|AFSME Local 602 - MSU Moorhead|
Licensed to Serve
Neng Lor: “Some folks are trying to sneak around the system. You can’t let them.”
If you’re renewing your license tabs, applying for a passport, or need a copy of your birth certificate, you want a guy like Neng Lor behind the counter.
Lor, of Local 2822, works at the Hennepin County Service Center in Maple Grove. He’s the kind of guy who can help you wade through the paperwork the law requires for licenses, legal IDs or other vital public records. In these days of identity theft and the continued focus on national security, Lor must know a tangle of rules from Washington and from all 50 states. He must know which forms of identification are valid – or not – and for which purposes. Doing his job right means he also must understand privacy law and who has access to records like birth certificates – and who does not.
“Change is constant,” he says. “Keeping up with new rules and regulations is a given.”

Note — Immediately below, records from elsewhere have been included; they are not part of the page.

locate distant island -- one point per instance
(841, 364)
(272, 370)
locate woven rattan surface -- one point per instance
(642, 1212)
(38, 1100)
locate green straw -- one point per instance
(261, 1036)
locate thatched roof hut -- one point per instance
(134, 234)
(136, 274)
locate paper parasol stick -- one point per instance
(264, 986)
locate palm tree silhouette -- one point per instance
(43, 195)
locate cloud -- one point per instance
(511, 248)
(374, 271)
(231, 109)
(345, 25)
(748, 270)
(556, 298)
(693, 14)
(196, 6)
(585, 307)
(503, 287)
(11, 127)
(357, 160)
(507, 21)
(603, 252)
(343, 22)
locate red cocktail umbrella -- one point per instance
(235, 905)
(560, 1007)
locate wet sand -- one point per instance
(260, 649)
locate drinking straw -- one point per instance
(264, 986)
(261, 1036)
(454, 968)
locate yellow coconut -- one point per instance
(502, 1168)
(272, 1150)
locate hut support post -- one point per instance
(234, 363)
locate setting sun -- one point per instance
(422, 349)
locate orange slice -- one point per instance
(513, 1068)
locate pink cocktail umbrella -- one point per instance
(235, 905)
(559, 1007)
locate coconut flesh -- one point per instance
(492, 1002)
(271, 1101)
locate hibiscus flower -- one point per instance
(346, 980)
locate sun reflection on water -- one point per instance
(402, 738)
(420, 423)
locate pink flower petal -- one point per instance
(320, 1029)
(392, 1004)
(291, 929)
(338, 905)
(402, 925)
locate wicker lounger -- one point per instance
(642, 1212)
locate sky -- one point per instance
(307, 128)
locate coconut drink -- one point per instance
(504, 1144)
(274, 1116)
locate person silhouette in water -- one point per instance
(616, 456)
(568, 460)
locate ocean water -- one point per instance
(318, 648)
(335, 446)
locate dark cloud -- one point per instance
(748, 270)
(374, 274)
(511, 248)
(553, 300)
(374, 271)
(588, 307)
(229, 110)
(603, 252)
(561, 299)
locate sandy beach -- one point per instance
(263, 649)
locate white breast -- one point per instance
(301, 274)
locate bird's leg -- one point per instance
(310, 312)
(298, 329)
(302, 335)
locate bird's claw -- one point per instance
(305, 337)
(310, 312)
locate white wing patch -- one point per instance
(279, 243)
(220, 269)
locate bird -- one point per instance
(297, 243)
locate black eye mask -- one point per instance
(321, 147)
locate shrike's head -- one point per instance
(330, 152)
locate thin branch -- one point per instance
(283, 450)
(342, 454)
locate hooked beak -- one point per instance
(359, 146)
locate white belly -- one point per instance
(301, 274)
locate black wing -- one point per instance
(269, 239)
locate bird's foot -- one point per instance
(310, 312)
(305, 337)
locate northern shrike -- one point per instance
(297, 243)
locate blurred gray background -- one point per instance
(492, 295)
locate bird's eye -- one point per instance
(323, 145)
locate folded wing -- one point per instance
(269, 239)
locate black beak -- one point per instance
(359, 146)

Keeping up also means doing more with less -- the county already has eliminated half a dozen positions at the center this year, Lor says. He and his co-workers serve an average of 400 people every workday. They administer eye exams and take mug shots for drivers licenses. They renew vehicle registrations for cars, motorcycles, snowmobiles, ATVs and watercraft. They issue copies of birth, death and marriage certificates. They process applications for U.S. passports.
They handle property-tax payments and title transfers, county park permits and a variety of business licenses. As a lead worker, Nor also does an office “audit” one or two mornings a week. In his 8 years with the county, Lor says, he’s learned how to deal with the range of duties – and the range of problems and frustrations he faces at the counter.
“Some folks are legitimate. They just don’t have right documents. You have to direct them the right way. You have to put yourself in their shoes, empathize with them. The forms can get pretty complicated.”
On the other hand, “some folks are trying to sneak around the system. You can’t let them. You just have to sense it when someone’s doing something illegal.”
Adapted from an article that originally ran in the March/April 2009 issue of Council 5's Stepping Up.